There’s a world of coded gestures in Sebastian made up of glances, silences, posture shifts so it was crucial to find an actor who could carry all of that and portray it as authentically as possible. That search led Mäkelä to Ruaridh Mollica, whose performance as Max is as haunted as it is controlled. Sebastian marks not only Mollica’s first leading performance but also his first performance in a feature film, period, which is surprising to think about, considering the nuance and complexity in which he tackles the role.

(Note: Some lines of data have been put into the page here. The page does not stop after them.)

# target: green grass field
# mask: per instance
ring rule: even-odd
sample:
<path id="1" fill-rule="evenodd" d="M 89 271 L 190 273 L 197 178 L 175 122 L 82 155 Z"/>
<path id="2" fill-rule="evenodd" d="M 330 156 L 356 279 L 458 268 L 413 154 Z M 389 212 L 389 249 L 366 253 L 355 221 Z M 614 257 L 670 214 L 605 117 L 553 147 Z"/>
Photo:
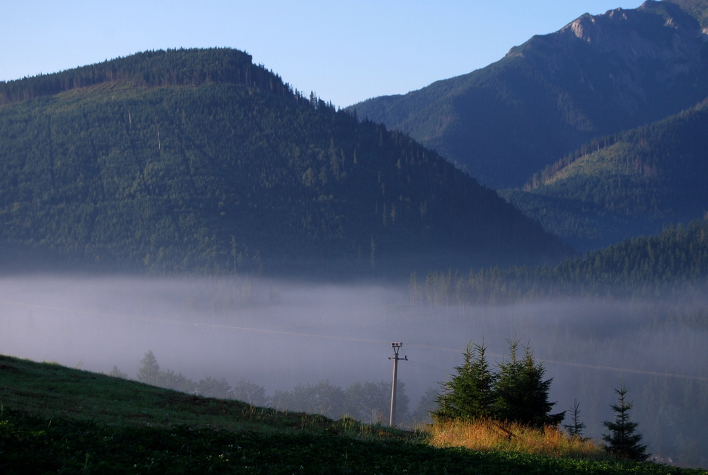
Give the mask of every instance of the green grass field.
<path id="1" fill-rule="evenodd" d="M 0 356 L 0 474 L 708 474 L 435 448 L 426 430 L 258 408 Z M 454 444 L 453 444 L 454 445 Z"/>

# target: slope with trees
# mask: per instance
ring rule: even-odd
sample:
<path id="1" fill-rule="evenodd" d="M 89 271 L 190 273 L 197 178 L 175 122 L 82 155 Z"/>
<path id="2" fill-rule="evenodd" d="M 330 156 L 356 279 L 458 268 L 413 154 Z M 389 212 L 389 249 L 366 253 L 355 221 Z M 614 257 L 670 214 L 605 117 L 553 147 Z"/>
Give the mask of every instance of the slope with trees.
<path id="1" fill-rule="evenodd" d="M 241 52 L 143 53 L 0 92 L 16 264 L 353 276 L 566 252 L 408 136 Z"/>
<path id="2" fill-rule="evenodd" d="M 549 231 L 598 248 L 708 211 L 708 105 L 603 137 L 501 192 Z"/>
<path id="3" fill-rule="evenodd" d="M 351 108 L 411 134 L 488 186 L 519 187 L 593 138 L 706 98 L 708 44 L 692 16 L 704 4 L 677 3 L 586 14 L 486 68 Z"/>

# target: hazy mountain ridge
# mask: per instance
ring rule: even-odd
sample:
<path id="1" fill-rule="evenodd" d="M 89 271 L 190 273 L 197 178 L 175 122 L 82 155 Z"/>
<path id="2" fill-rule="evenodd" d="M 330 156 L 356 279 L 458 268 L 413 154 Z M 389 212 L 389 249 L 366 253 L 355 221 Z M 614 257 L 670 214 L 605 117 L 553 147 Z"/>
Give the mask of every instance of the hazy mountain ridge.
<path id="1" fill-rule="evenodd" d="M 151 52 L 4 85 L 6 259 L 353 276 L 566 252 L 407 136 L 249 65 Z"/>
<path id="2" fill-rule="evenodd" d="M 486 68 L 351 108 L 410 133 L 488 185 L 520 186 L 593 137 L 702 100 L 706 45 L 695 18 L 649 1 L 583 16 Z"/>
<path id="3" fill-rule="evenodd" d="M 501 194 L 545 228 L 596 248 L 708 211 L 708 105 L 605 137 Z"/>

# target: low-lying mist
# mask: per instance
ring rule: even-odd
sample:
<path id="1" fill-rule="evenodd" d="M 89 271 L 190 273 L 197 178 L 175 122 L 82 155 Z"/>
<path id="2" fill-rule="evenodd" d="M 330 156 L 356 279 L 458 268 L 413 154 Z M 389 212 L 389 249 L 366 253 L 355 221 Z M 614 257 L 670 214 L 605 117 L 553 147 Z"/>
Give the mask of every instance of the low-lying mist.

“I knew that I wanted to find someone who would be fresh and new to the audience because it is such a story of self-discovery,” says Mäkelä of casting Mollica in the role. “I wanted the audience to also discover Max and really begin with this tabula rasa of not bringing any expectations to the role. So we did a fairly wide search with our casting director Martin Ware, just getting submissions in from all over the country of newcomers. We did a few rounds of auditions. But there was something from the very first tape [of Ruaridh] that really leapt out at me from my laptop screen when I was watching it. There was this audaciousness that really showed me that he could jump into the role of Sebastian. But then he’s also such a precise actor; I could imagine him in a silent film, as well, in the sense of him being able to say so much just with his face completely wordlessly, which was so important in the film since there are so many quiet, contemplative moments of Max by himself as well.”

Though Mäkelä’s 2018 debut A Moment in the Reeds was a lo-fi, BIFA-nominated surprise, Sebastian arrives with more resources — and more pressure. But scale hasn’t blunted his instincts. Quite the contrary, as he made sure to stay as grounded and intimate as possible despite the increase in scale and resources.

“I won’t say that it wasn’t bit daunting, for sure,” he says of making the jump from A Moment in the Reeds to Sebastian. “I think we made A Moment in the Reeds for 30,000 and this was made for 2.5 million, which is quite the leap in that sense. In terms of the shoot, it was a co-production between four countries so we shot across 3 cities and I think the big difference was just the scale of the logistics and the logistical challenges we faced. But what I really tried to hold on to as much as possible was keeping a very intimate atmosphere on set. Obviously, for the intimate scenes, but also for the no dialogue scenes and other things as well. We strived to have a closed set, as well, to try to maintain that similar intimacy for the actors to really thrive.”

The film had its UK premiere at the BFI London Film Festival, a full circle moment for Mäkelä, who not only resides in London but also premiered A Moment in the Reeds there a few years ago. “It was wonderful because that’s the festival where my first feature, A Moment in the Reeds, had its world premiere,” he explains. “And so not just being my home festival but also for that reason, it holds a very special place for me. LFF is the festival and BFI is the institution [BFI co-funded the film] that really helped start my career in that sense as a filmmaker as well.”

Now, with Sebastian finally making its way back home to the UK, Mäkelä says he is slowly but surely starting to write again. “I’m trying to find time for writing at the moment,” he says. “I’m working at the moment on a TV adaptation of a novel by a Finnish Kosovar author [Crossing by Pajtim Statovci] about a hidden queer romance between a Kosovar Albanian and a Serbian set against the backdrop of the Kosovo war in the ’90s. But I’m also developing other things as well at the same time. I’m looking forward to diving into writing again as well.”

SEBASTIAN will be released in cinemas in the UK tomorrow, April 4.